Did I dream my last CT scan results?
It’s been two weeks now since my last CT scan and its accompanying and absolutely astonishing news that my meddlesome metastasis have significantly shrunk on my current chemotherapy course. I still have to keep convincing myself that the scan was real and not just a pleasant morphine induced fantasy as I dozed on the Chesterfield listening to my Cure albums. Furthermore, did the CT image really show such a dramatic and significant shrinkage compared with my previous scan or have I just misremembered or exaggerated the results in the retelling? I should have taken a photograph on my iPhone of Dr. Wheater’s screen so I could go back and double check, but I’m pretty sure I’m not misremembering, exaggerating or fantasising. I’m pretty sure that after two and a half years of wearying treatment and forty-five chapters of incessant bellyaching, I’ve actually had some really good news for once. It’s not that I’m not totally delighted with this good news, it’s just that I’m not really used to such good news and haven’t quite got the hang of dealing with it just yet.
As I have plodded along on my “cancer journey” (terrible phrase, I know), I have encountered many forks and intersections in the path ahead. Through no choice of my own, my cancer has developed a rather trying tendency to force me down the less ideal pathway on each occasion. If there are two possible outcomes, up until now its always proved prudent to be prepared for the worst option.
When I was first admitted into hospital after pissing blood, it could have just been a kidney stone or it could have been cancer – it was cancer.
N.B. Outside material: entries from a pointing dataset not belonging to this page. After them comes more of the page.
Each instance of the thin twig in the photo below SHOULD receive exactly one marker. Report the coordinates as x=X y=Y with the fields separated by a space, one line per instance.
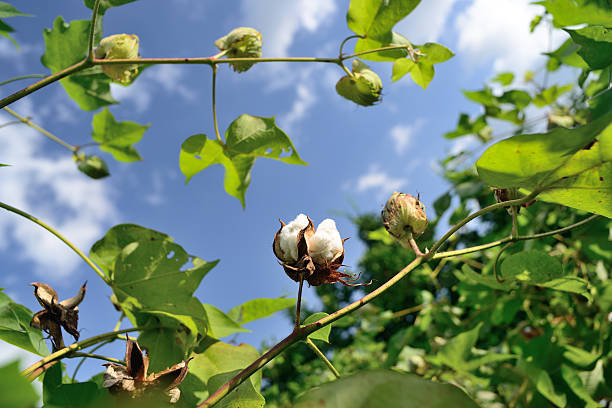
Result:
x=60 y=236
x=322 y=356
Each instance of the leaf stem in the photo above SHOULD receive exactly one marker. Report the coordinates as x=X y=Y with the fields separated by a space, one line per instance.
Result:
x=40 y=366
x=509 y=239
x=60 y=236
x=8 y=81
x=322 y=356
x=50 y=135
x=214 y=92
x=302 y=333
x=92 y=31
x=298 y=305
x=44 y=82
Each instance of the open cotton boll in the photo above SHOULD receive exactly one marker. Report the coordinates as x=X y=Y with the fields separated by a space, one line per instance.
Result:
x=326 y=244
x=288 y=237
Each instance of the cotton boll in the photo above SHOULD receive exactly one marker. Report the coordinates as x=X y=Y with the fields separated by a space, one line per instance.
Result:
x=287 y=238
x=326 y=244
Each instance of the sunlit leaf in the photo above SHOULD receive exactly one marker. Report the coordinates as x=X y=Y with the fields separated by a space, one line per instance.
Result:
x=221 y=325
x=213 y=364
x=153 y=280
x=321 y=334
x=596 y=45
x=115 y=137
x=384 y=389
x=259 y=308
x=574 y=166
x=15 y=390
x=15 y=327
x=374 y=18
x=65 y=45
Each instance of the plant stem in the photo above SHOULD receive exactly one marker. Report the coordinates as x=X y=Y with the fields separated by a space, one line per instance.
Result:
x=318 y=352
x=298 y=305
x=44 y=82
x=96 y=356
x=302 y=333
x=509 y=239
x=8 y=81
x=41 y=130
x=214 y=92
x=60 y=236
x=92 y=31
x=39 y=367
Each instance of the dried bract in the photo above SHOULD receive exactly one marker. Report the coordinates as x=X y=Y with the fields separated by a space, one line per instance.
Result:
x=132 y=382
x=119 y=46
x=57 y=314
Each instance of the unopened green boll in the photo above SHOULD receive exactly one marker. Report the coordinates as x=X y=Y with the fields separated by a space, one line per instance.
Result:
x=241 y=42
x=119 y=46
x=363 y=88
x=404 y=218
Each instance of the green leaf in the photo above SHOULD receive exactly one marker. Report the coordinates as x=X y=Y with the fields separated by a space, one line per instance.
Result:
x=106 y=4
x=582 y=359
x=374 y=18
x=15 y=390
x=7 y=10
x=65 y=45
x=574 y=12
x=541 y=380
x=198 y=152
x=15 y=327
x=221 y=325
x=567 y=54
x=115 y=137
x=596 y=45
x=504 y=78
x=259 y=308
x=422 y=71
x=390 y=40
x=153 y=280
x=384 y=389
x=253 y=136
x=321 y=334
x=213 y=363
x=540 y=269
x=566 y=163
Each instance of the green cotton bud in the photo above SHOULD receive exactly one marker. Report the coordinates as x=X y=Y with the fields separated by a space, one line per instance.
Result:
x=241 y=42
x=93 y=166
x=363 y=88
x=119 y=46
x=404 y=218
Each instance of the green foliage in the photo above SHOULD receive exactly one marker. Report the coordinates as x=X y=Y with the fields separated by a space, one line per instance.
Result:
x=247 y=138
x=65 y=45
x=385 y=389
x=563 y=163
x=15 y=327
x=215 y=362
x=15 y=390
x=153 y=284
x=258 y=309
x=115 y=137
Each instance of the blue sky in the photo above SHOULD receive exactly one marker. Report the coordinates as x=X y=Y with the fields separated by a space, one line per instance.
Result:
x=357 y=156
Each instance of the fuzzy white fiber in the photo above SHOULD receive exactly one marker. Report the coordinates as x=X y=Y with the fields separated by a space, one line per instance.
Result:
x=288 y=237
x=325 y=244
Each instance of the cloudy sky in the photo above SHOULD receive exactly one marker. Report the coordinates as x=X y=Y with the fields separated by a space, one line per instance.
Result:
x=357 y=156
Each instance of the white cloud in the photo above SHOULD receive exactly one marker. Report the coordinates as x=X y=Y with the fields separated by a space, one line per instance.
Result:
x=427 y=22
x=280 y=21
x=402 y=135
x=52 y=189
x=379 y=180
x=169 y=78
x=498 y=31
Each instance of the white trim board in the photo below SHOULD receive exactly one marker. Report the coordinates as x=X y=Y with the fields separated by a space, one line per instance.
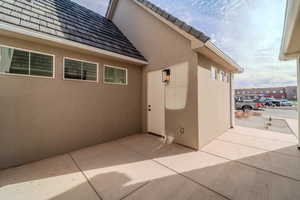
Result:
x=70 y=79
x=31 y=51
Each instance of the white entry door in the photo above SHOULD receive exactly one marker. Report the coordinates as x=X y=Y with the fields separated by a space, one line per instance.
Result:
x=156 y=103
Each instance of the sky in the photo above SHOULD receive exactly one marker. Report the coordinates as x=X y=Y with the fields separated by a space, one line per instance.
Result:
x=249 y=31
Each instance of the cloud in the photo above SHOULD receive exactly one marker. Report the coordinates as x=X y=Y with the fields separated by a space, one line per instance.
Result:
x=98 y=6
x=248 y=31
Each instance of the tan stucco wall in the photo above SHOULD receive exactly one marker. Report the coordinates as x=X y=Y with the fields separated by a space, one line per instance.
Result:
x=43 y=117
x=213 y=103
x=162 y=47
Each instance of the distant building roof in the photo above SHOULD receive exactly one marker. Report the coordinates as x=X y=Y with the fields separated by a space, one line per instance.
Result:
x=68 y=20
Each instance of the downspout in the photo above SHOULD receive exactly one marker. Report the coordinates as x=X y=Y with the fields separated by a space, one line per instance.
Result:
x=231 y=100
x=298 y=99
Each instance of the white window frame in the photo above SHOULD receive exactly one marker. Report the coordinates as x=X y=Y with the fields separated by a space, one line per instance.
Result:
x=28 y=75
x=75 y=59
x=122 y=68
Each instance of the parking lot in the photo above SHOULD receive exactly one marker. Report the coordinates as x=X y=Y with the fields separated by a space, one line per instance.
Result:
x=277 y=119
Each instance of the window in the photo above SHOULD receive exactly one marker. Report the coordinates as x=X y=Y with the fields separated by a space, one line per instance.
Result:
x=24 y=62
x=80 y=70
x=213 y=74
x=115 y=75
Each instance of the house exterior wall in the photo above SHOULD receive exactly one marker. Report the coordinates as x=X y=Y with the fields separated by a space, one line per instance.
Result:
x=42 y=117
x=213 y=102
x=157 y=43
x=291 y=92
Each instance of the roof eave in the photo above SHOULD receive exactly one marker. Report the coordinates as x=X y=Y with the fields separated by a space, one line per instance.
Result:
x=111 y=9
x=221 y=54
x=291 y=15
x=35 y=34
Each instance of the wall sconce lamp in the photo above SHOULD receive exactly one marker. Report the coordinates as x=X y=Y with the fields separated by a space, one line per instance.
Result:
x=166 y=75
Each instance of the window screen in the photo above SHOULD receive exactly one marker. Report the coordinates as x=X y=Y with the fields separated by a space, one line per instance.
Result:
x=14 y=61
x=80 y=70
x=115 y=75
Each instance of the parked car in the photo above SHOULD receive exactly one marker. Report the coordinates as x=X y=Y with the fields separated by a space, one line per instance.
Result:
x=273 y=102
x=248 y=105
x=285 y=102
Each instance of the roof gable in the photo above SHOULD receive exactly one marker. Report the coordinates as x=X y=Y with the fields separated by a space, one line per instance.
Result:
x=68 y=20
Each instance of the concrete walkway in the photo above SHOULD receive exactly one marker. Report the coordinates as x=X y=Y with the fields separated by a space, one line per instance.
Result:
x=241 y=164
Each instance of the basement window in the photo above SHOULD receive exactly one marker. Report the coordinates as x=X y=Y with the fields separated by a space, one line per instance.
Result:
x=80 y=70
x=16 y=61
x=115 y=75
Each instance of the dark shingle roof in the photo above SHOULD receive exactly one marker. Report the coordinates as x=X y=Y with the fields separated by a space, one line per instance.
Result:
x=68 y=20
x=182 y=25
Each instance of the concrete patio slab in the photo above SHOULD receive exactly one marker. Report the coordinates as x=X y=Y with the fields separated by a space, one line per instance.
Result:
x=271 y=161
x=264 y=134
x=174 y=188
x=142 y=167
x=56 y=178
x=115 y=171
x=261 y=143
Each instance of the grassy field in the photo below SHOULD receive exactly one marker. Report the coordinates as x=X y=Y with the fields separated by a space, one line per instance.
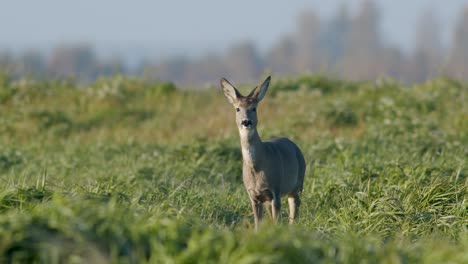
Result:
x=128 y=171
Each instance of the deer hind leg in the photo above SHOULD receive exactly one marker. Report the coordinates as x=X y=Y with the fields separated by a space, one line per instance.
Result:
x=258 y=212
x=294 y=201
x=276 y=207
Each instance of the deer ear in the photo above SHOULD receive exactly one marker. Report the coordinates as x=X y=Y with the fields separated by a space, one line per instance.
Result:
x=259 y=92
x=231 y=93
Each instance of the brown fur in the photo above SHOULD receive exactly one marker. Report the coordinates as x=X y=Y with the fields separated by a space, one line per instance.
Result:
x=272 y=168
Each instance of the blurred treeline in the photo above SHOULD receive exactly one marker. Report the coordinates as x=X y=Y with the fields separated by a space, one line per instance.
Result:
x=348 y=45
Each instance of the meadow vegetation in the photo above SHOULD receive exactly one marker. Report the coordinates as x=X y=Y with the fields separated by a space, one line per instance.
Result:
x=129 y=171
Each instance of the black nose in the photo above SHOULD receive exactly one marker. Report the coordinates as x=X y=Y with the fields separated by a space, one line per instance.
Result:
x=246 y=122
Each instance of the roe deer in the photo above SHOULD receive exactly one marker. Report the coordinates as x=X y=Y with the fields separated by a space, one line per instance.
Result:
x=270 y=169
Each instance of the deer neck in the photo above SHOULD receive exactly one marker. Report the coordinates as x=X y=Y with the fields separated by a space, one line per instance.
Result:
x=251 y=145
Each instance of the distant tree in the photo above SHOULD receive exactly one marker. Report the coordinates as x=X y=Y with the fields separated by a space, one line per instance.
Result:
x=77 y=61
x=172 y=69
x=206 y=70
x=427 y=56
x=308 y=56
x=334 y=35
x=280 y=59
x=362 y=56
x=31 y=63
x=243 y=62
x=458 y=62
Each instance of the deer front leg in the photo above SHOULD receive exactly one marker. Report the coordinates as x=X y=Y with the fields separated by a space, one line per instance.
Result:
x=275 y=207
x=258 y=212
x=294 y=201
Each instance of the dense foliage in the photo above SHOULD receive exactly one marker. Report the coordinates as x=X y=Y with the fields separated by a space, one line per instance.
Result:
x=125 y=170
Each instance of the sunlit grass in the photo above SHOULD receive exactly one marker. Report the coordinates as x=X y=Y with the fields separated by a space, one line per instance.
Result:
x=131 y=171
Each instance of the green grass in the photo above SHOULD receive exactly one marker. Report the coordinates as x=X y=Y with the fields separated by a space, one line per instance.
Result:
x=128 y=171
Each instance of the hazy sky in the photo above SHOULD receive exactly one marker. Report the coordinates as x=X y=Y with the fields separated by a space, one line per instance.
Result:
x=161 y=28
The primary tumour could have been restricted to just my kidney or it could have spread to other organs – it had spread.
After my radical nephrectomy when they ran a biopsy on my extracted kidney they could have discovered that the tumour was benign or malignant – it was malignant.
Following the operation, I could have fully recovered or the cancer could have returned – it returned.
When I started my first line chemotherapy treatment I could have had a number of possible side effects or no side effects – I had just about every side effect possible.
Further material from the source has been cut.